With specialist devices available on the market we can measure just about anything. Whether it’s registering the effects of noise in the street, testing electrical current levels, measuring the amount of water flowing through a pipe or the chemical composition of a substance there more than likely exists a product on the market for measuring it. Anyone who buys an instrument from a top brand expects it to be accurate in its measurements. You may think you are getting what you pay for, but how can you be sure your expensive device is accurate?
Start by comparing two instruments that measure the same process, such as callipers measuring a particularly difficult space in a complex structure. If one set of callipers measures 10.49 cm and another set measures 10.51 cm, which one is correct? Or are they both flawed? The same can be said for differences of temperature measured with the most sophisticated thermometers or any other measurement device.
Often, you may only have one go at obtaining a reading of, say, a temperature or noise level. This could be during an experiment, at a concert performance or during an extreme weather event such as a severe windstorm. There may never be a second chance to measure again.
Most professionals realise that any instrument must be calibrated against a recognised national or international standard. The United Kingdom Accreditation Service (UKAS) is the only accreditation authority that is acknowledged by the UK government. It provides inspection, testing, certification and calibration services against recognised standards worldwide. So once a device is calibrated by UKAS, its precision is recognised across the world.

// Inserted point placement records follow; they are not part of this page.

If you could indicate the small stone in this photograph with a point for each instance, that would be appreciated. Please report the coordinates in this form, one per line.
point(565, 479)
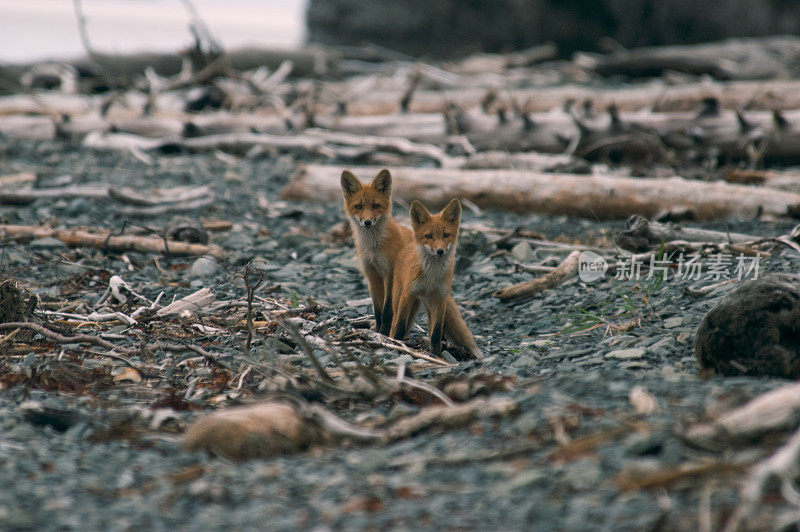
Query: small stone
point(627, 354)
point(238, 240)
point(526, 479)
point(634, 364)
point(522, 252)
point(204, 267)
point(319, 258)
point(449, 358)
point(582, 474)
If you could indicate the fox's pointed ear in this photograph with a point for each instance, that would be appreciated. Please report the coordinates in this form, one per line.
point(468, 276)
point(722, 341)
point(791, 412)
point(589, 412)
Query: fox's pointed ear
point(350, 183)
point(418, 214)
point(452, 213)
point(383, 182)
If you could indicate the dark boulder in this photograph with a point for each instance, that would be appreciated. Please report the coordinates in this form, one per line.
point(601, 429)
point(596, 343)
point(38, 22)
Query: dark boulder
point(754, 330)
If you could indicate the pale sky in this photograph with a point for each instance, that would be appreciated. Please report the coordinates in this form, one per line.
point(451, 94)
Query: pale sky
point(37, 29)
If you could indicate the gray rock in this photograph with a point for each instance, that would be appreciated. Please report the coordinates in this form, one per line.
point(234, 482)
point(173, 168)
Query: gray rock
point(522, 252)
point(754, 330)
point(204, 268)
point(582, 474)
point(238, 240)
point(627, 354)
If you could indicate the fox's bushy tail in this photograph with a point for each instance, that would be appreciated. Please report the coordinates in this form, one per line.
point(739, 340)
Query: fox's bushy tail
point(456, 328)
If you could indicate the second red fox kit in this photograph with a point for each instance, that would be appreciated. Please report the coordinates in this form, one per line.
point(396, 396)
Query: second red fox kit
point(379, 241)
point(424, 272)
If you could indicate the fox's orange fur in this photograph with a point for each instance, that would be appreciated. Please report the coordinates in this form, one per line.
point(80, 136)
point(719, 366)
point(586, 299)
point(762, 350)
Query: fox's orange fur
point(424, 275)
point(378, 246)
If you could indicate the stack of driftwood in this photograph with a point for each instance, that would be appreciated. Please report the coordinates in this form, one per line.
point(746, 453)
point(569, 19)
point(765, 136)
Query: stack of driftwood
point(521, 131)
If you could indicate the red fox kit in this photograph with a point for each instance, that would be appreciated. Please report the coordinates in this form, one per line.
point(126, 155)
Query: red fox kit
point(424, 275)
point(379, 240)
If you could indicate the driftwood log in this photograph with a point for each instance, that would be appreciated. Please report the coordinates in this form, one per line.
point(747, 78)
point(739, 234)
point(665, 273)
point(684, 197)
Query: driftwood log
point(599, 196)
point(105, 240)
point(566, 270)
point(641, 234)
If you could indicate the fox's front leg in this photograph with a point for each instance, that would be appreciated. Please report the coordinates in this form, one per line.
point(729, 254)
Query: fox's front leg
point(436, 313)
point(377, 290)
point(398, 329)
point(386, 312)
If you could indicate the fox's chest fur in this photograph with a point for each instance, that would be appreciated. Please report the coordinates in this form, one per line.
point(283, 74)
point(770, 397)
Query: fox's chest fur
point(370, 247)
point(435, 275)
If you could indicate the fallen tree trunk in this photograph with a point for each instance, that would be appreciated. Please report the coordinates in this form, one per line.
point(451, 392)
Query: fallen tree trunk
point(28, 196)
point(641, 234)
point(566, 270)
point(605, 197)
point(779, 94)
point(105, 240)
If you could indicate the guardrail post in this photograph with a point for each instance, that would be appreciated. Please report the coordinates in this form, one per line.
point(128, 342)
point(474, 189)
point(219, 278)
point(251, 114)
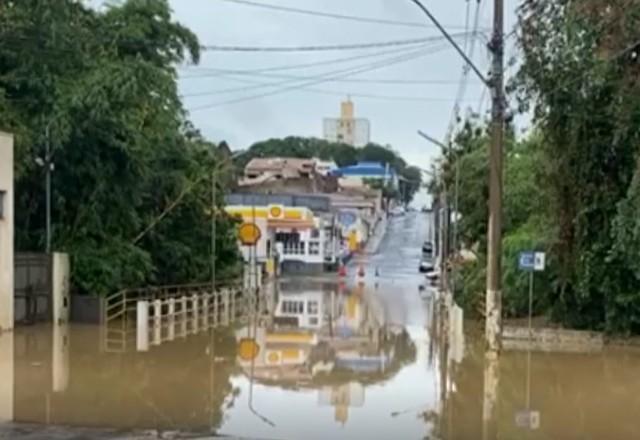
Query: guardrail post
point(157, 322)
point(142, 326)
point(216, 312)
point(227, 309)
point(205, 311)
point(172, 319)
point(195, 314)
point(183, 322)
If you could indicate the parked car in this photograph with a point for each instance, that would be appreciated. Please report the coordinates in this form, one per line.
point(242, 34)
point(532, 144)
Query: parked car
point(427, 249)
point(433, 277)
point(426, 265)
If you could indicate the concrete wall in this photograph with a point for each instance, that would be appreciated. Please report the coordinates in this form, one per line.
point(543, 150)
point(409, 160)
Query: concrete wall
point(60, 284)
point(6, 232)
point(6, 377)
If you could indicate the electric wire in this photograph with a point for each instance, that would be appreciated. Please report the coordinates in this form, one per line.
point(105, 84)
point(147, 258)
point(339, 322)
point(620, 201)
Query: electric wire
point(321, 79)
point(316, 13)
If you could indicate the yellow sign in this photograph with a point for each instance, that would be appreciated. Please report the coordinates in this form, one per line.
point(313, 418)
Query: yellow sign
point(276, 211)
point(249, 234)
point(248, 349)
point(353, 241)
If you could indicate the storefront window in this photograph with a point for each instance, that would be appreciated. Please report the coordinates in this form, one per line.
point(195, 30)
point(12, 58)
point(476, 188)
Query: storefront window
point(314, 248)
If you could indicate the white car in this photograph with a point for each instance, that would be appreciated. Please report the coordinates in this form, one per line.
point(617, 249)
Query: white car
point(397, 211)
point(426, 265)
point(433, 277)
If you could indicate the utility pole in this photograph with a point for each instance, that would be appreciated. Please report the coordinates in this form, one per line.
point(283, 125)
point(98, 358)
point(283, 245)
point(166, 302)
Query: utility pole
point(214, 185)
point(493, 322)
point(48, 163)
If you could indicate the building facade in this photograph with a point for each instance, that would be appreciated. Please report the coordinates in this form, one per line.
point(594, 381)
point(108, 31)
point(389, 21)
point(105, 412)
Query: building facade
point(347, 129)
point(6, 232)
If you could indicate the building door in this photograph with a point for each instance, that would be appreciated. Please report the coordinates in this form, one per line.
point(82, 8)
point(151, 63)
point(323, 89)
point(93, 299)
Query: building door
point(33, 289)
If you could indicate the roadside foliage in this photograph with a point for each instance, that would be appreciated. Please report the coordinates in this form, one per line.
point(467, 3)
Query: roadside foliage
point(101, 88)
point(572, 182)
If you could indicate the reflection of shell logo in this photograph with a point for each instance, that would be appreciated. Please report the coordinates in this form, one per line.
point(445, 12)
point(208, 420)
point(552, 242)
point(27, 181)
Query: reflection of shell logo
point(275, 212)
point(248, 349)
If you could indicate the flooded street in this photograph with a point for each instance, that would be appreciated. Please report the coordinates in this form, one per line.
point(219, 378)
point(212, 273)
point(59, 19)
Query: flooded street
point(330, 360)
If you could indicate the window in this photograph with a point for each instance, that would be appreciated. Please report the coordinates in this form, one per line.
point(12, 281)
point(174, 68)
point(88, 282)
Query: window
point(314, 248)
point(293, 307)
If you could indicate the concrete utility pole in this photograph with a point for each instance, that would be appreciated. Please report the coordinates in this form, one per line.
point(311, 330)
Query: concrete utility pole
point(493, 326)
point(493, 322)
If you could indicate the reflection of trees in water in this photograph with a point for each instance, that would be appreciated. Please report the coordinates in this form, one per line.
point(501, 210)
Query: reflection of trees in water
point(460, 414)
point(183, 385)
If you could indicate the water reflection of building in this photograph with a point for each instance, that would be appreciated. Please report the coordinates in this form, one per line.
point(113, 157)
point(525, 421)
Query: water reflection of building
point(275, 354)
point(342, 397)
point(316, 335)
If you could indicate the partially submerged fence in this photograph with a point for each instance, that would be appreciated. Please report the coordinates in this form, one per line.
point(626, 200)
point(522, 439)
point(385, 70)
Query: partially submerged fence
point(152, 316)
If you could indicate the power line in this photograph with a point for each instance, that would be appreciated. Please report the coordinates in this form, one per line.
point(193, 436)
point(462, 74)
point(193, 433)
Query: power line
point(327, 47)
point(310, 64)
point(462, 88)
point(260, 84)
point(289, 80)
point(315, 13)
point(321, 79)
point(451, 40)
point(396, 81)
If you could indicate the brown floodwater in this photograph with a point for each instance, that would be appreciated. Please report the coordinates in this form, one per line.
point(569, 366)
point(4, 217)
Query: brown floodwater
point(375, 364)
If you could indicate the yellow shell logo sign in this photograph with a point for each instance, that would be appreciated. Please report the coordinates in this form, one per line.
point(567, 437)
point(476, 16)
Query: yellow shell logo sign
point(275, 212)
point(249, 234)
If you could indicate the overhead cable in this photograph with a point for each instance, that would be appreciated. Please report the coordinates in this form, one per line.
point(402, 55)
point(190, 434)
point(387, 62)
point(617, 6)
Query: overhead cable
point(315, 13)
point(320, 79)
point(221, 48)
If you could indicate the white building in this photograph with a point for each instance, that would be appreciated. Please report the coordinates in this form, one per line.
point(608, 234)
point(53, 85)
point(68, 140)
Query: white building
point(304, 310)
point(347, 129)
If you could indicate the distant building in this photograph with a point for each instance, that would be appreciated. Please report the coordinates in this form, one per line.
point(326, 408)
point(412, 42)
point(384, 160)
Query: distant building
point(286, 175)
point(369, 170)
point(347, 129)
point(325, 167)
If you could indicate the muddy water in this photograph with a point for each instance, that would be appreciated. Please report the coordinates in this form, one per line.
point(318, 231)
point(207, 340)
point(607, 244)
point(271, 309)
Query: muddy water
point(376, 365)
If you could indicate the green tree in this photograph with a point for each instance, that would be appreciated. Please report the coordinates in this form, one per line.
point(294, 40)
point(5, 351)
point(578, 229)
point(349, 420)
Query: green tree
point(101, 88)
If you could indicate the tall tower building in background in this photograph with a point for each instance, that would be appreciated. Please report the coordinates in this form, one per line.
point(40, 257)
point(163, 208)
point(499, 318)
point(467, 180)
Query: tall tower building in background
point(346, 128)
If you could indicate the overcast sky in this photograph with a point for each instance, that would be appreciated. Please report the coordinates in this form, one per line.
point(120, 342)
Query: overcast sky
point(300, 112)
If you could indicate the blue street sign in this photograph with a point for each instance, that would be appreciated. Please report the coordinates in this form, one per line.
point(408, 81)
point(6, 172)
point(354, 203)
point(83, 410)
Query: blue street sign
point(527, 260)
point(531, 261)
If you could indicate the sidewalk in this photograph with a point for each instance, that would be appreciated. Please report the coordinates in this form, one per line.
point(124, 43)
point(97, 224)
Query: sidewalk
point(379, 232)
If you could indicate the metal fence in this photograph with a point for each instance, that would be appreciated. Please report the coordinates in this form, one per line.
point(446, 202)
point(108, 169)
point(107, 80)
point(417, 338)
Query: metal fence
point(316, 203)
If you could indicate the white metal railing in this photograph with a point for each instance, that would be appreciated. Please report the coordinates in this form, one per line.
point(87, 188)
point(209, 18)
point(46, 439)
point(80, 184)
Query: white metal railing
point(118, 309)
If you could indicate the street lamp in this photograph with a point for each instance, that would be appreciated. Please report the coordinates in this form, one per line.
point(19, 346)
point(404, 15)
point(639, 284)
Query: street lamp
point(214, 194)
point(46, 162)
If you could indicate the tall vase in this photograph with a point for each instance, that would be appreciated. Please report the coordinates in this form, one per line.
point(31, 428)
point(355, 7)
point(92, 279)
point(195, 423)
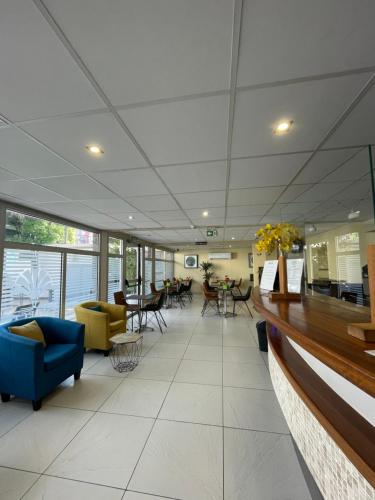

The whole purpose of calibration is to compare your instrument with a recognised standard. In any UKAS procedure, your own instrument is calibrated against another that has at least 10 times the accuracy of yours. If your instrument gives a reading that is completely different from the standard measure, then your device is wrong and needs to be adjusted. The adjustment will ensure that your instrument will give readings within tolerance limits. This means that it may not always exactly match the standard, but comes within an acceptable range of variation.
Instrument manufacturers will specify how often their devices need to be calibrated. This could be monthly, quarterly, semi-annually or annually under normal working circumstances. But a device will need a special calibration before specific projects to ensure accuracy, or if it has been affected by an accident, impact, power overload or extreme weather.